Out of desperation, and out of a desire to not look like a complete loser in the eyes of his son, he takes a job as a night watchman at the Museum of Natural History. Surprisingly enough, he finds that, at night, history comes alive in a completely insane fashion.
A magical Egyptian tablet somehow animates virtually everything in the museum, from the Civil War mannequins to a wax statue of Teddy Roosevelt to the long-dead bones of a Tyrannosaurus Rex.

But all this hilarity only ensues at night. Once dawn’s early rays appear, everything returns to somewhat normality.

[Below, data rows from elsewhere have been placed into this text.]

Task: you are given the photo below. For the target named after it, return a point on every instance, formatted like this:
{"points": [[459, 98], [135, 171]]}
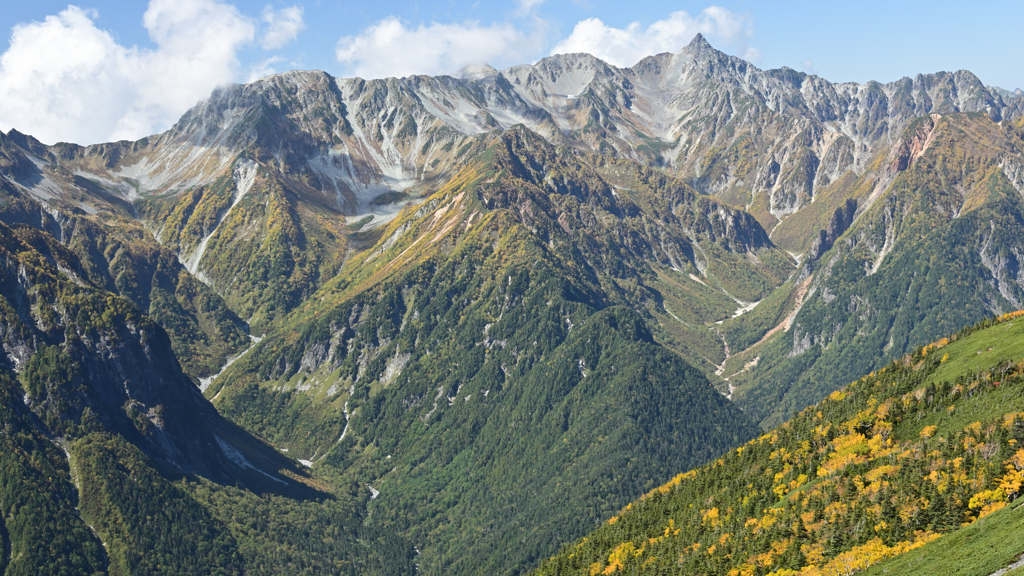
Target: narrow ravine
{"points": [[77, 483], [204, 383]]}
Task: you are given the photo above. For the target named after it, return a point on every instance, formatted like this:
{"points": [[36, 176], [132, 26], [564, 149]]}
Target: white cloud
{"points": [[626, 46], [526, 6], [65, 79], [262, 69], [282, 27], [390, 48]]}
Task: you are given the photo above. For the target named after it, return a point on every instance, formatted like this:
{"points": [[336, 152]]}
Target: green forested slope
{"points": [[899, 458], [939, 248]]}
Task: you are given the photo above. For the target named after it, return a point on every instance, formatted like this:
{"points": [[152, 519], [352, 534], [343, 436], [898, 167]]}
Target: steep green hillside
{"points": [[487, 365], [114, 463], [116, 254], [940, 247], [928, 451]]}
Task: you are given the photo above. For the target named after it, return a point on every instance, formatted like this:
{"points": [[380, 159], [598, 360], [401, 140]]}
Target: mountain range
{"points": [[451, 324]]}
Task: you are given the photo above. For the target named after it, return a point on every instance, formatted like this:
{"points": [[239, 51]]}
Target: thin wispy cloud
{"points": [[282, 27], [626, 46], [389, 47], [66, 79]]}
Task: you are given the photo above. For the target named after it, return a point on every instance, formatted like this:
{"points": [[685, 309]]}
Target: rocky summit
{"points": [[453, 325]]}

Larry initially finds it quite trying, and the former security guards, played terrifyingly by Dick Van Dyke, Mickey Rooney and Bill Cobbs, are not as much help as you think they would be. In fact, they’re downright surly. Especially Mickey Rooney’s character Gus, who looks like a walking haemorrhoid to boot.

Apart from not letting any of the animated exhibits get out of the museum, he also tries to win a battle of wits against a monkey called Dexter, and fails every time. He also tries to broker peace between the cowboy nation and a Roman legion, led by Owen Wilson and Steve Coogan, as Jedadiah and Octavius respectively. On top of all that, there seems to be a threat to the continued magic of the scenario in the form of someone trying to steal some of the pricier priceless exhibits on display.

But the most important objective, of course, is meant to be winning back the love and admiration of his son Nick. Needless to say, Nick has to somehow be put in peril so that Larry can save him and win back his love, his precious love.

Much of the movie’s goals and premise would be gold to kids, I would imagine. I’m not entirely sure, because I’m not really an expert on what kids find entertaining these days. On the one hand I feel like they must still be able to appreciate fantastical stories and scenarios because they have that child-like sense of wonderment, at least up until the moment where life beats it out of them.

On the other hand I strangled my inner child long ago, so I’m not well-placed to glean whether they appreciate high-absurdity, high-concept stories like this one. I’m also sure they’re not the ones that will get the Brokeback Mountain reference, or whether they are ideally placed to grasp the unique pain felt by a divorced father seeing the affection that his son has for his step-father. There are plenty of elements calculated to entertain adults and children throughout, without sacrificing one for the other.

This entertaining flick has a host of big names in it, including a pointless role by Ricky Gervais as the inchoate and inarticulate museum curator, and the crackmonkey Robin Williams as President Teddy Roosevelt. Williams actually has quite a good role as the well-spoken and heroic president, who, in one of the movie’s stronger moments, points out the obvious to Larry, that he’s just a goddamn mannequin.

I enjoyed it, I’m not ashamed to say that. There’s nothing wrong with movies like this, they fulfil a function (shutting kids up for a couple of hours, which, trust me, is golden) and they can be entertaining to shmucks of all ages. The movie knows not to drown in too much treacle, and, for a kid’s fantasy flick, takes itself seriously enough (and then again, not too serious) to be able to balance its various elements effectively.

6.5 times you might wonder how deep the Brokeback Mountain kind of love must be between Ben Stiller and Owen Wilson to the point where they have to appear in every single goddamn movie together out of 10

“Good Lord, Lawrence, why are you slapping that monkey?” – Night at the Museum.